Different Input Shapes for Triplet Loss

I’m using triplet loss on a siamese network where each half receives a different sized input (128 and 512), how would you recommend that I compute the loss? Would expanding the 128 by copying it 4 times mess with autograd? For now I am just padding the input but I was wondering if there was a more efficient way


From the autograd point of view, anything that you do (as long as it is differentiable) will be fine.

It then depends on your application what you want to do.
I guess the 3 options I can see are interpolate to scale up (or down) one to fit the size of the other. pad or crop. And replicate as you mentioned.
I think it will depend a lot on your application which one will work best so you want to test them and see how it goes.

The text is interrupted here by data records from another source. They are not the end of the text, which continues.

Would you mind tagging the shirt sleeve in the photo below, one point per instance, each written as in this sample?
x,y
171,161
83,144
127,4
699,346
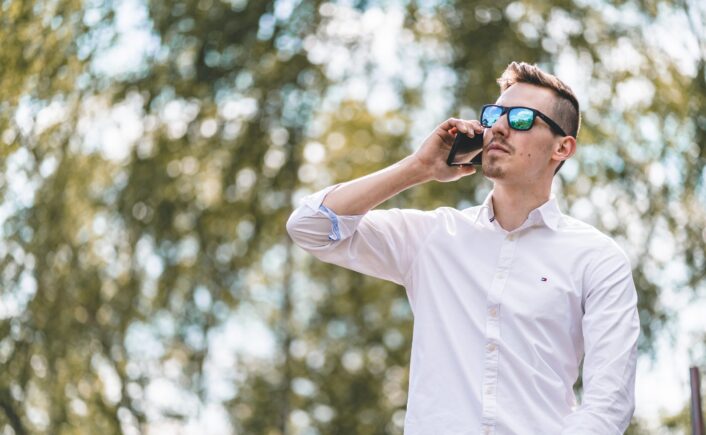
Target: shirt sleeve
x,y
379,243
611,327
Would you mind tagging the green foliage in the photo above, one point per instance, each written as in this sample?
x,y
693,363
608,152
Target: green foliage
x,y
122,271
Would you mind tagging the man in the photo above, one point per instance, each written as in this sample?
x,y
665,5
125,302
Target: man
x,y
508,296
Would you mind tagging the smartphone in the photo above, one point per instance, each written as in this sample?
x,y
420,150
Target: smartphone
x,y
466,150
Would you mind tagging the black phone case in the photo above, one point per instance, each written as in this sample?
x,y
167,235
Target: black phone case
x,y
465,144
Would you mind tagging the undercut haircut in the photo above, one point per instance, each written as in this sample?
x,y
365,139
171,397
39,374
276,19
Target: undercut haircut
x,y
566,108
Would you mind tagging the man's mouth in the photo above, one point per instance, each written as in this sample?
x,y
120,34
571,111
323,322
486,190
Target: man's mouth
x,y
496,148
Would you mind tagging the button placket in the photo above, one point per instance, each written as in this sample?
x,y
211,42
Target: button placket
x,y
492,327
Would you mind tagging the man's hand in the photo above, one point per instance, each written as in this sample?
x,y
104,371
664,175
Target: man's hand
x,y
435,149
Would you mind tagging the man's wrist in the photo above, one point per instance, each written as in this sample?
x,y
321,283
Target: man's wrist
x,y
417,172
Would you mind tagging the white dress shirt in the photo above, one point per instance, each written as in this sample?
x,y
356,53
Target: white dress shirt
x,y
501,319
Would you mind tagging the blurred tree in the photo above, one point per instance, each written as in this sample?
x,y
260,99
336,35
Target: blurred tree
x,y
144,201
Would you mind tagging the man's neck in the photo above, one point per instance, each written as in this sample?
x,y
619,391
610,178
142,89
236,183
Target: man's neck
x,y
512,204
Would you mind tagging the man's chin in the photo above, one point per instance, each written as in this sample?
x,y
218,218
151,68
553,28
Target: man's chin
x,y
493,171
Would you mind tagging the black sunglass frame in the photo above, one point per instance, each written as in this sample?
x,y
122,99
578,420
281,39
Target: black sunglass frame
x,y
553,125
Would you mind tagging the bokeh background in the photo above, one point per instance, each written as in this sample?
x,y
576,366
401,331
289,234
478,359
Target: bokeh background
x,y
152,151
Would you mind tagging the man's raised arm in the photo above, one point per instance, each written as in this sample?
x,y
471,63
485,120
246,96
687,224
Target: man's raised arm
x,y
330,225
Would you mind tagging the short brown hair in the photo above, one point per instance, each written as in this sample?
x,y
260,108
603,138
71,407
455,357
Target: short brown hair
x,y
566,109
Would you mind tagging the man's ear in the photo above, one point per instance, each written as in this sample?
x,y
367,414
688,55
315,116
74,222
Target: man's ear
x,y
564,149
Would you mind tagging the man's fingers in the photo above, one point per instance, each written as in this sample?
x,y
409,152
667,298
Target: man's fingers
x,y
468,127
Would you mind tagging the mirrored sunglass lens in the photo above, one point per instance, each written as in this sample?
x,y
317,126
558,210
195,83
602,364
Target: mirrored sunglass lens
x,y
521,119
490,115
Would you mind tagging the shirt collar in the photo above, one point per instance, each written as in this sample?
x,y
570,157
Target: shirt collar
x,y
547,213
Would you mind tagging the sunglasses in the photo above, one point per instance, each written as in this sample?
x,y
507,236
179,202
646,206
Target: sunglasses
x,y
519,118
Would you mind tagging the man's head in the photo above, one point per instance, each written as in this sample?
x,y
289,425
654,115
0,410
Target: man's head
x,y
524,156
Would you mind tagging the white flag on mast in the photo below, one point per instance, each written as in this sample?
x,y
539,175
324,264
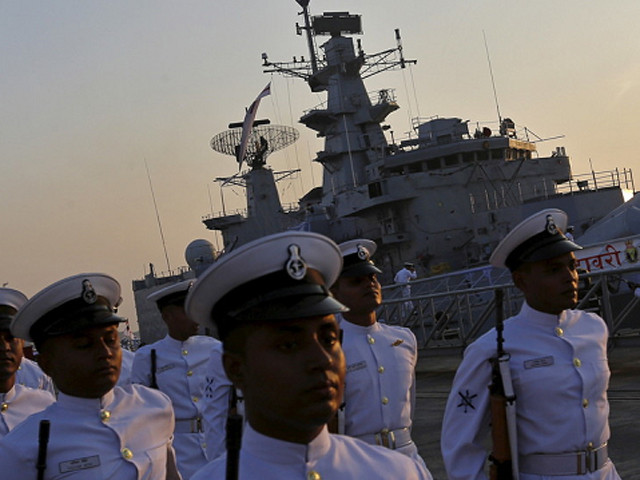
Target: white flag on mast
x,y
247,125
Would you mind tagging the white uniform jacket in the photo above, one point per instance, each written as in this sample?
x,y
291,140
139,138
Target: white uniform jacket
x,y
124,435
180,374
560,375
20,402
326,457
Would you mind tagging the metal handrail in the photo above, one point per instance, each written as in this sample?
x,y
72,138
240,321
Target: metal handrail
x,y
453,318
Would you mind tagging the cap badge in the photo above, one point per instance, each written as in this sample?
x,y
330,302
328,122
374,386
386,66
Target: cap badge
x,y
295,266
88,293
551,225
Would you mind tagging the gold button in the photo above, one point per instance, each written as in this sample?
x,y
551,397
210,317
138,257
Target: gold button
x,y
126,453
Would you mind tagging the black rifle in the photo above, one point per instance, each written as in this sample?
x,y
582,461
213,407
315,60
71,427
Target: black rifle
x,y
43,440
504,461
154,382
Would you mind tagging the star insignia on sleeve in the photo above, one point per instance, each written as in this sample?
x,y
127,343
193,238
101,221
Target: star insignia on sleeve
x,y
466,400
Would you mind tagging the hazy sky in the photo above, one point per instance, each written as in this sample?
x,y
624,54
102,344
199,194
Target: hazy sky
x,y
90,90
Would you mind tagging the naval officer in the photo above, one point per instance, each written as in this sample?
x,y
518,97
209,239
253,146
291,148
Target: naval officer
x,y
558,363
178,371
96,431
381,359
17,402
270,303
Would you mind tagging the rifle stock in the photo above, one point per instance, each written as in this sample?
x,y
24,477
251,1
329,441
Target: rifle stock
x,y
502,407
154,381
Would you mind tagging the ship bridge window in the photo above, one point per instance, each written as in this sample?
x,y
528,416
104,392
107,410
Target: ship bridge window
x,y
414,167
451,160
497,153
433,164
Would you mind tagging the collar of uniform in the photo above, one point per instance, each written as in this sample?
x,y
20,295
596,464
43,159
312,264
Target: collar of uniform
x,y
9,396
535,316
280,452
79,404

I’m sorry if I wasn’t clear enough. I’m using an encoder/decoder and I’m performing triplet loss on the output of the encoder. The anchor is differently sized than the positive and negative. Currently I am padding the anchor before it’s encoded, but that wastes memory and I’m very tight on my gpu memory. So I’m wondering if I can pad the encoder output or copy the existing 128 tokens 4 times to create a 512 input for the loss. So will replication or padding of the encoder output make autograd unable to accurately update weights in my encoder?

Both replication and padding are differentiable so no issue on the autograd side :slight_smile:

1 Like

Awesome, thank you so much